Il linguaggio astratto è quello prediletto dall’artista olandese Riet Wijnen, la cui personale milanese a cura di Kunstverein Milano (fino al 19 presso Assab One) s’intitola non a caso Sixteen Conversation on Abstraction (table/table). Una mostra densa che nasce da un lungo lavoro di ricerca la cui complessità non ostacola il godimento delle opere esteticamente attraenti e capaci di incuriosire. L’artista non si limita a utilizzare semplicemente il vocabolario visivo dell’astrazione all’interno delle proprie installazioni, ma dal 2015 indaga il concetto anche attraverso la ricerca storica e la sperimentazione teorica.

WIJNEN HA SCELTO di scrivere una serie di conversazioni immaginarie sul tema (riportate in pubblicazioni autoprodotte) all’interno delle quali intervengono, coerentemente con le loro convinzioni, varie personalità reali (individui o gruppi) scelte tra epoche, luoghi e discipline diverse (tra loro, il filosofo Thomas Metzinger o il gruppo dell’associazione Abstraction Création). Queste conversazioni vengono inoltre rielaborate visivamente per essere trasposte in sculture-oggetto attraverso la traduzione della comunicazione verbale in un codice visivo astratto che, nella sua elaborazione finale, si sviluppa all’interno di un grande diagramma tridimensionale, cioè l’opera fulcro di questa personale.
Wijnen realizza così un’installazione composta da 16 profili di tavoli posizionati in modo concentrico uno dentro l’altro, a simboleggiare ognuno una delle 16 conversazioni sull’astrazione che lei stessa si è prefissata di realizzare nel corso di questo progetto (oggi arrivato alla sesta conversazione).
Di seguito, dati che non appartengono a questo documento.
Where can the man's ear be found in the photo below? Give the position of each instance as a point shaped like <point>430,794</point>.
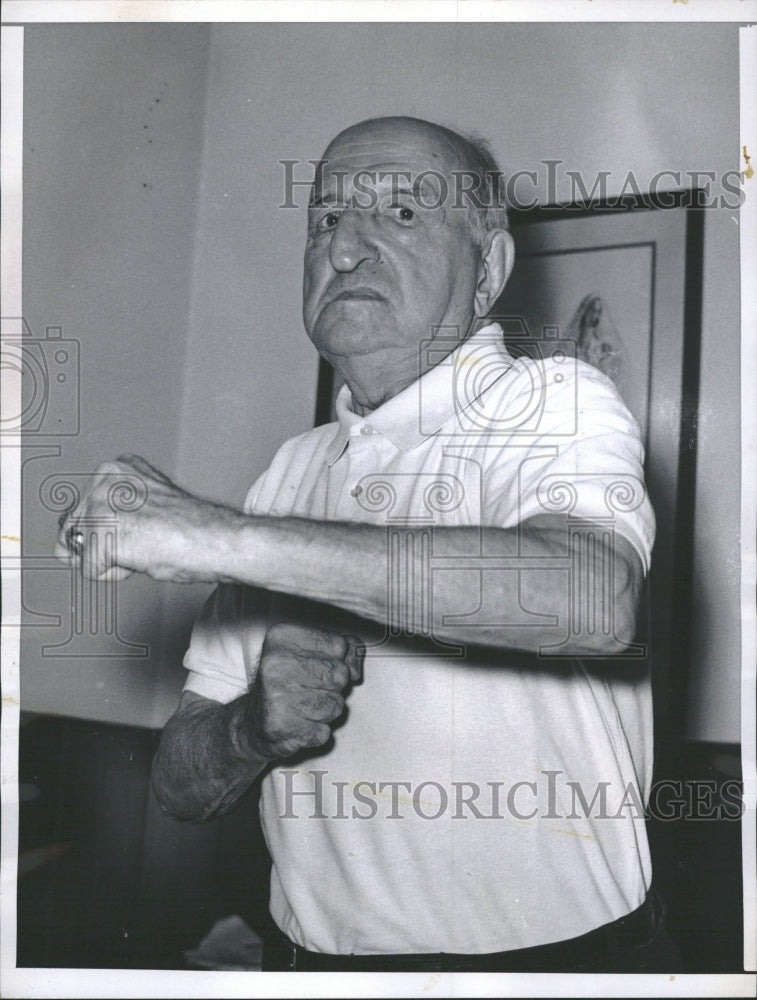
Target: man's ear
<point>497,259</point>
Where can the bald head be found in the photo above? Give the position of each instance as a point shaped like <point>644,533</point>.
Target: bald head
<point>469,175</point>
<point>402,243</point>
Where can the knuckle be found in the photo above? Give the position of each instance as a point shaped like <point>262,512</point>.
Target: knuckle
<point>320,734</point>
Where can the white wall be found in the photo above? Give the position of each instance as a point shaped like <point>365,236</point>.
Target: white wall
<point>598,97</point>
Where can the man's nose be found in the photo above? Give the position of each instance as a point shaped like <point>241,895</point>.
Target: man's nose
<point>350,241</point>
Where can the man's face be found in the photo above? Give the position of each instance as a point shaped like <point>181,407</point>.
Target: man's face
<point>387,262</point>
Sul diagramma quadrangolare che questi elementi compongono, l’artista registra, attraverso dei marcatori di colori diversi, ciò che è riportato all’interno delle conversazioni da lei scritte in forma testuale. Ogni cromia simboleggia per esempio le parole chiave ricorrenti, le personalità coinvolte, i luoghi menzionati ecc. creando così un codice visivo astratto del tutto personale e affascinante.

IN TUTTA LA MOSTRA l’oggetto tavolo/scultura risulta fondante, lo si capisce bene osservando le piccole o grandi tavole (quasi appunti preliminari) su cui l’artista è intervenuta scrivendo e astraendo, ma anche i 16 tavoli pieni impilati uno nell’altro a formare una sorta di contrappunto fisico e visivo (dato dal nero intenso e dalla solida fisicità) rispetto all’opera centrale.
Questa profonda analisi sull’idea di astrazione ha però anche inevitabilmente condotto Riet Wijnen nel territorio dell’oblio. Molte sono infatti le astrattiste ingiustamente dimenticate, come Marlow Moss e Grace Crowley di cui Wijnen ricostruisce le storie nelle sue conversazioni (ma anche tutte quelle che ha recentemente ricordato la mostra Elles Font l’Abstraction, al Pompidou nel 2021).

È QUESTA DISPARITÀ di trattamento legato alle questioni di genere che ha portato Wijnen dall’astrazione (e dalle astrattiste sepolte) fino all’attivista, filosofa e femminista Silvia Federici (che è anche tra le protagoniste delle conversazioni) e alle sue rivendicazioni sul salario per il lavoro domestico (Wages for Housework) degli anni 70.
In occasione della mostra milanese, Riet Wijnen ha rielaborato una porzione di un’altra opera, rendendola qui luogo privilegiato per la riflessione sulle lotte femministe. Si tratta di un lavoro inizialmente prodotto e installato per lo spazio pubblico e composto da un tavolo con seduta e una panchina. Questi sono stati rivisitati per ospitare e permettere di accedere all’archivio della New York Wages for Hosework Campaign che proprio Silvia Federici ha donato all’istituzione londinese MayDay Rooms e che è straordinariamente arrivato in Italia per quest’installazione.
Quest’ultima è anche il luogo dove è possibile consultare un’anteprima del libro a cui l’artista sta lavorando con Kunstverein e che uscirà nell’autunno 2022 come conseguenza di questa mostra. La pubblicazione, destinata ai bambini, sarà infatti legata alla Campagna per il Salario al Lavoro Domestico e alle questioni di genere contemporanee.